Ich habe schon ein paar Mal darauf hingewiesen, dass Kinder ausserordentlich religiös sind, auch die meisten Jugendlichen. Sie beschäftigen sich schon früh mit den zeitlosen und existentiellen Fragen der Menschheit: Wo komme ich her? Warum bin ich hier? Wo gehe ich hin? Warum muss ich sterben? Was passiert im Tod und was kommt danach? Gibt es einen Gott? Gibt es das Nichts? Gibt es noch andere Welten? Diese Fragen beschäftigen die jungen Leute. Die Frage ist nur, wer beschäftigt sich mit den jungen Leuten, und wer geht auf ihre Situation und auf ihre Fragen ein?

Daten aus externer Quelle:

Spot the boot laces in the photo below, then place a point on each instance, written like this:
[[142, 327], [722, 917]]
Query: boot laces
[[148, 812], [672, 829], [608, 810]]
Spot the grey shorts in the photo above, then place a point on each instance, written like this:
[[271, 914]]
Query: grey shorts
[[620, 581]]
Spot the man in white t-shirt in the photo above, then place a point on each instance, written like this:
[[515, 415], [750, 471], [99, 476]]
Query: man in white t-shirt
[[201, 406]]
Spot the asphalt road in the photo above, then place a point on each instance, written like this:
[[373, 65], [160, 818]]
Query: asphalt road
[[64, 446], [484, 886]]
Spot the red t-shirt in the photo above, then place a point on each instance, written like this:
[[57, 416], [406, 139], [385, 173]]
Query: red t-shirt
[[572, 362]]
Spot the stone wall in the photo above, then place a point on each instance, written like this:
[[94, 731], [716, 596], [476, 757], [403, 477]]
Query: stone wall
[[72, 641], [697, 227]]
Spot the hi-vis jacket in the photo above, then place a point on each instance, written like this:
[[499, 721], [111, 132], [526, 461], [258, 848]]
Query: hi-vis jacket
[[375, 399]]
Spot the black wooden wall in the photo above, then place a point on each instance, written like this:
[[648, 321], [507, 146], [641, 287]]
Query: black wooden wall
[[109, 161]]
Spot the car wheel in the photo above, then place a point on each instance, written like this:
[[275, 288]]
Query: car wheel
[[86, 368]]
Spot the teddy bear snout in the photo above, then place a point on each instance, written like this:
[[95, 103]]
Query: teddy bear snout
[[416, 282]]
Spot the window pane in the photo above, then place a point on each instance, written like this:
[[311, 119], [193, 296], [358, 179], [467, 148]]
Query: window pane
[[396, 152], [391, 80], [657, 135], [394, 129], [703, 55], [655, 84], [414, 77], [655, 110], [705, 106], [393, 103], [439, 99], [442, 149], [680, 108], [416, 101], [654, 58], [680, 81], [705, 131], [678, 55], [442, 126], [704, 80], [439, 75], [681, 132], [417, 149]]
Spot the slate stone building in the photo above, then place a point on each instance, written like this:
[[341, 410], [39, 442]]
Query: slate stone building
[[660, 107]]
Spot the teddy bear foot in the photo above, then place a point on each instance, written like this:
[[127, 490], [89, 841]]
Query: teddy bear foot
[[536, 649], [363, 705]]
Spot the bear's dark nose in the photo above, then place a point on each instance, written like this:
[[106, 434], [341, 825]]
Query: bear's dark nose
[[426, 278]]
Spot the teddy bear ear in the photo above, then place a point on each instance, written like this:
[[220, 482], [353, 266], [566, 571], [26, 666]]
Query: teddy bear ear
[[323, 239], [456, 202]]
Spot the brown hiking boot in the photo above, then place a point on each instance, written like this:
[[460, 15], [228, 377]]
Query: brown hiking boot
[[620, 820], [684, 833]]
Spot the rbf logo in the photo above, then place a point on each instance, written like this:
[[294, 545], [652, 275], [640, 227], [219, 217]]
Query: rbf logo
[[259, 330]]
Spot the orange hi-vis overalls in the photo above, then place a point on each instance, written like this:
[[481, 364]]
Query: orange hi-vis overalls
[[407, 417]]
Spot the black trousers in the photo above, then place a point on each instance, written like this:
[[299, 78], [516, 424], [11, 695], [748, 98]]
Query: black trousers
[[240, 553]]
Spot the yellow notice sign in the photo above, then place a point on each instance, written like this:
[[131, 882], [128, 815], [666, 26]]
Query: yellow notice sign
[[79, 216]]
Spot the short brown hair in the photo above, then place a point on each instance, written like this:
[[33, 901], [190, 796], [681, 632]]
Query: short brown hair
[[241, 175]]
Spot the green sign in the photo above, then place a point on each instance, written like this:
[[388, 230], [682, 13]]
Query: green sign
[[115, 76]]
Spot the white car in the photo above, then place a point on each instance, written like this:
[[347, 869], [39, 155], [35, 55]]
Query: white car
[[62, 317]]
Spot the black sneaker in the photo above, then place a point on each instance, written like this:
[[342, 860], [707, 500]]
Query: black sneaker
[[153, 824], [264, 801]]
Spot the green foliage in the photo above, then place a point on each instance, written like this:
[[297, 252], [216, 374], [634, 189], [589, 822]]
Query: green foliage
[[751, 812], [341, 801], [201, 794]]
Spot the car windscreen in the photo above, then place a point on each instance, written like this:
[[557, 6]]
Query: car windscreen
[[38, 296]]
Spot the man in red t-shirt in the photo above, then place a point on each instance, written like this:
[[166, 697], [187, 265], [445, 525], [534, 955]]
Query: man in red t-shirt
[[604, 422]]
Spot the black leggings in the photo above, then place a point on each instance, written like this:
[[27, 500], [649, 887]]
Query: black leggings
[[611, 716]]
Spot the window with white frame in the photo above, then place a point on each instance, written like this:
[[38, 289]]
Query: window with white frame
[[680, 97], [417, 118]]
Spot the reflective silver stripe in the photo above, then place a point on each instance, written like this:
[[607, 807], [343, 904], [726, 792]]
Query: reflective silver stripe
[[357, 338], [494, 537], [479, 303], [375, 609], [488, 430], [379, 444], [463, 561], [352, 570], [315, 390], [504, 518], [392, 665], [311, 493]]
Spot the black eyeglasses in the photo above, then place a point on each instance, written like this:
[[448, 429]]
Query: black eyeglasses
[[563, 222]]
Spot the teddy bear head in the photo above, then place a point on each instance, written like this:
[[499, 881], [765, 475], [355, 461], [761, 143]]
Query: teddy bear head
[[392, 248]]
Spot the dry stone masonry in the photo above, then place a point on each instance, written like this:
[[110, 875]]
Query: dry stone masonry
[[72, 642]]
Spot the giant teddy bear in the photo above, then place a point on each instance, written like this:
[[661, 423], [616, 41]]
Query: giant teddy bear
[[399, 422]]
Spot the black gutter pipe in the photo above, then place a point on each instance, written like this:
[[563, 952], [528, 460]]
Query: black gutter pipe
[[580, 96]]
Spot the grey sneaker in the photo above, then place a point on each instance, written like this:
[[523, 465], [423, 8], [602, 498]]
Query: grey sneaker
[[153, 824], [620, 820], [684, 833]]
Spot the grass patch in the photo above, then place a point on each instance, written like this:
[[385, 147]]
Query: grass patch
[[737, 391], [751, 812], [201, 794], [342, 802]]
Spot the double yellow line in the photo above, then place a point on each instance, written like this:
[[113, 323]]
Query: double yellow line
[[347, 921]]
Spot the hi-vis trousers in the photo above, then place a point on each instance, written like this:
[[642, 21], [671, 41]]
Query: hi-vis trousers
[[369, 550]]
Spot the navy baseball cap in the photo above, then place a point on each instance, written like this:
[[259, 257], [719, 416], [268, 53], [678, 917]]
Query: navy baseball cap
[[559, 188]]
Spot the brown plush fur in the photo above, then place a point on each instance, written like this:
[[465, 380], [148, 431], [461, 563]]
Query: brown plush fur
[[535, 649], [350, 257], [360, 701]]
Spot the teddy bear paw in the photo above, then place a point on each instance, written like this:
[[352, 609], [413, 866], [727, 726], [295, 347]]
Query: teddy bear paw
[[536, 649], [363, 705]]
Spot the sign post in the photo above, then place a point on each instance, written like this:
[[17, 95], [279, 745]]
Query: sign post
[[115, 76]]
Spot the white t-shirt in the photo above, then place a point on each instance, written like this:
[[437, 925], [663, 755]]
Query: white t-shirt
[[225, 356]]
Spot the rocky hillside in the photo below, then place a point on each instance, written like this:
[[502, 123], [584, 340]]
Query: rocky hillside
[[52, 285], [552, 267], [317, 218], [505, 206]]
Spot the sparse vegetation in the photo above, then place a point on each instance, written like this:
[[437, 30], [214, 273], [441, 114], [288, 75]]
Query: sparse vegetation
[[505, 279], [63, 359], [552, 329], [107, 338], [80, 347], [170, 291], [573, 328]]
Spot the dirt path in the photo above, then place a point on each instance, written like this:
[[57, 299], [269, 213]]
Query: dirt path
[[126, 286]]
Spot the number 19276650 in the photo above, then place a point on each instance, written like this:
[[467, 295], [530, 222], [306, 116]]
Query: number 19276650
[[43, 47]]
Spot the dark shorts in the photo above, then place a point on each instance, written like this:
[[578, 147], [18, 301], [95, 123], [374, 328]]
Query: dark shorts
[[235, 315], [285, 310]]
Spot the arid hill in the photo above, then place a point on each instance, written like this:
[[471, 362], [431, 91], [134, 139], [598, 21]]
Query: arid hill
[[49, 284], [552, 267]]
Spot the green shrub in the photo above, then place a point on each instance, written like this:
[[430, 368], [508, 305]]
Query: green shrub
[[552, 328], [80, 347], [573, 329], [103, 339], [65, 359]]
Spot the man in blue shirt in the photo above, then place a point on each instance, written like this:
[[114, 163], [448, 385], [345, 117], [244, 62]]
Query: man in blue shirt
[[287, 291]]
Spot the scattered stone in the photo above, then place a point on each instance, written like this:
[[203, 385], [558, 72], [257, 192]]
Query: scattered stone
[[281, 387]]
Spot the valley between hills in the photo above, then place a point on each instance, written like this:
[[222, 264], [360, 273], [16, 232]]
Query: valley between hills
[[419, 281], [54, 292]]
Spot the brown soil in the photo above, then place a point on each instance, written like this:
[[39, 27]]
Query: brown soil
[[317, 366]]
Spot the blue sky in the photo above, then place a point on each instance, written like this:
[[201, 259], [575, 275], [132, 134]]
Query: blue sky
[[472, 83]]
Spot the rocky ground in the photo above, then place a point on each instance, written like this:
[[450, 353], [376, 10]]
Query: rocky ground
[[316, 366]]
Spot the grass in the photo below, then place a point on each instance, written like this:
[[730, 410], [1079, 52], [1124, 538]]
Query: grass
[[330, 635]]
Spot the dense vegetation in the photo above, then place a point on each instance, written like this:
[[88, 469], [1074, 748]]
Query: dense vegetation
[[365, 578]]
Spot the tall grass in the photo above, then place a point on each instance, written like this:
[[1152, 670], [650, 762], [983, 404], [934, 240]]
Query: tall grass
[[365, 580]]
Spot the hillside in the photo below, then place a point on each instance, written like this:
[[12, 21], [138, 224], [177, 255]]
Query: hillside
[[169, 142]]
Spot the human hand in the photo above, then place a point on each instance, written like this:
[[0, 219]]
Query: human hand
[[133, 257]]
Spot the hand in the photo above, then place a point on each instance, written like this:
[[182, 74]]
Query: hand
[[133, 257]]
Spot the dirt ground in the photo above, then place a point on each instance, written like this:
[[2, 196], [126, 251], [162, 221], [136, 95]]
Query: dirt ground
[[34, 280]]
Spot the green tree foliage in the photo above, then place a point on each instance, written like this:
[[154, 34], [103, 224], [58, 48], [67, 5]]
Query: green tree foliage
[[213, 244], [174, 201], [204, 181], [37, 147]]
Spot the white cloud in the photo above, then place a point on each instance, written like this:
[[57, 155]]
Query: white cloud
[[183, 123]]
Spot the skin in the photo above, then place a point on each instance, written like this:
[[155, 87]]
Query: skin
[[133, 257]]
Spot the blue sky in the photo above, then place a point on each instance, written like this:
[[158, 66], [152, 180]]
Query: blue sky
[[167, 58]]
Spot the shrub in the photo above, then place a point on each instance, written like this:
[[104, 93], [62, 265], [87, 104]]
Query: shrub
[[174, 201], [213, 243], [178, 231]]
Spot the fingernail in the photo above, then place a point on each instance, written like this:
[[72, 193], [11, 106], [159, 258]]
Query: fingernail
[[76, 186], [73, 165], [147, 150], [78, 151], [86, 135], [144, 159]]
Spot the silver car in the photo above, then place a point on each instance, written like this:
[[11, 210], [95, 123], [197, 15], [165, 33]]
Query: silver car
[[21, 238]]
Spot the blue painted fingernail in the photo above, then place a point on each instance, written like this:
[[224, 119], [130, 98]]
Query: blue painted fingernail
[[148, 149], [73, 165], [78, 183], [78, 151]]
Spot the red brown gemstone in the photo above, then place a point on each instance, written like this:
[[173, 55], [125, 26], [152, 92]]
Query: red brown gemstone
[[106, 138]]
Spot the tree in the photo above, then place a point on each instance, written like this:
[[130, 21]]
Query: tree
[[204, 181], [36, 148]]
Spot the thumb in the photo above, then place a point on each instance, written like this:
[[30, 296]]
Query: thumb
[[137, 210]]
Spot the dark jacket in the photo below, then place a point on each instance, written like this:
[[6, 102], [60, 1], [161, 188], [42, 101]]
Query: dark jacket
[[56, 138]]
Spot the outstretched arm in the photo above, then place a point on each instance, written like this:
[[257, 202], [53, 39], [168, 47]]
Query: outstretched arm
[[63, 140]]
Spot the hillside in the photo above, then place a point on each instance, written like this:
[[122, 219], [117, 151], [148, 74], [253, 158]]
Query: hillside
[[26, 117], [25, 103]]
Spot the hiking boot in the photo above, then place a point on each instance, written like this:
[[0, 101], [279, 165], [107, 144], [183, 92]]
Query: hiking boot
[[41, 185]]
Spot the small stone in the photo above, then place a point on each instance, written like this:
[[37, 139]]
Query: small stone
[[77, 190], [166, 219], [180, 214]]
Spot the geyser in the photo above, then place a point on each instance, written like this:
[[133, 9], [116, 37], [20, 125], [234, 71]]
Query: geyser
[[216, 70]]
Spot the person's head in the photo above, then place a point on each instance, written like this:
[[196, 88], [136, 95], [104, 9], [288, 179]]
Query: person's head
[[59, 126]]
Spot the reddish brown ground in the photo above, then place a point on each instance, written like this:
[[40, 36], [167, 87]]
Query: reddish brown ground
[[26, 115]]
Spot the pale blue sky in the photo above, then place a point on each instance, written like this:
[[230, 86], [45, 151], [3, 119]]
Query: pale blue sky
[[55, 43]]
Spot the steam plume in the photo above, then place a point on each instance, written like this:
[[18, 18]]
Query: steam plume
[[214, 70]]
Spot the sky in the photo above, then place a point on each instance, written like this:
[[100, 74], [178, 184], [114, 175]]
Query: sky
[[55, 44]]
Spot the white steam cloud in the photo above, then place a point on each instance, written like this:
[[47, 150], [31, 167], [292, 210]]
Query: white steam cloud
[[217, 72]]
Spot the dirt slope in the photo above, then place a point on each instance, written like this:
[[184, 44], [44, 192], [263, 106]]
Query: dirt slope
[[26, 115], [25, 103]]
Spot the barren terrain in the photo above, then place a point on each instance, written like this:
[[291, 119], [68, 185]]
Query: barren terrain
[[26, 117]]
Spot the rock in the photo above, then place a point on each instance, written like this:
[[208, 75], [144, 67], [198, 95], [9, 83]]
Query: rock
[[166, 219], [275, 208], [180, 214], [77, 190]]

  • Die Eltern? Sie sind bei diesen Fragen meist selbst überfordert und hilflos.
  • Die Schule? Das könne sie nicht leisten und es sei auch nicht ihre Aufgabe, heisst es.
  • Die Politiker? Sie sind mit sich selbst beschäftigt.
  • Die Medien? Sie legen den Finger in die Wunden, können sie aber nicht heilen.
  • Die Kirche? Wer traut ihr noch? Selbst ein Papst (Benedikt XVI.) muss letztlich zugeben, gelogen zu haben. Die Kirchenaustritte steigen und steigen …

Und was passiert mit den Kindern und Jugendlichen? Ich kann mich nur wiederholen: sie verarmen immer mehr religiös, spirituell, seelisch. Die Kliniken senden «SOS», «save our souls», «rettet unsere Seelen»!

Für viele ist das Leben «nur» ein Event. Aber das Leben ist mehr als das. Und wenn Kinder und Jugendliche das nicht vermittelt bekommen, nicht spüren, dass das Leben mehr ist als ein «Event», dass es noch eine andere Welt als die digitale gibt, dann verarmen und vereinsamen sie, und die Selbstmordversuche werden weiter zunehmen.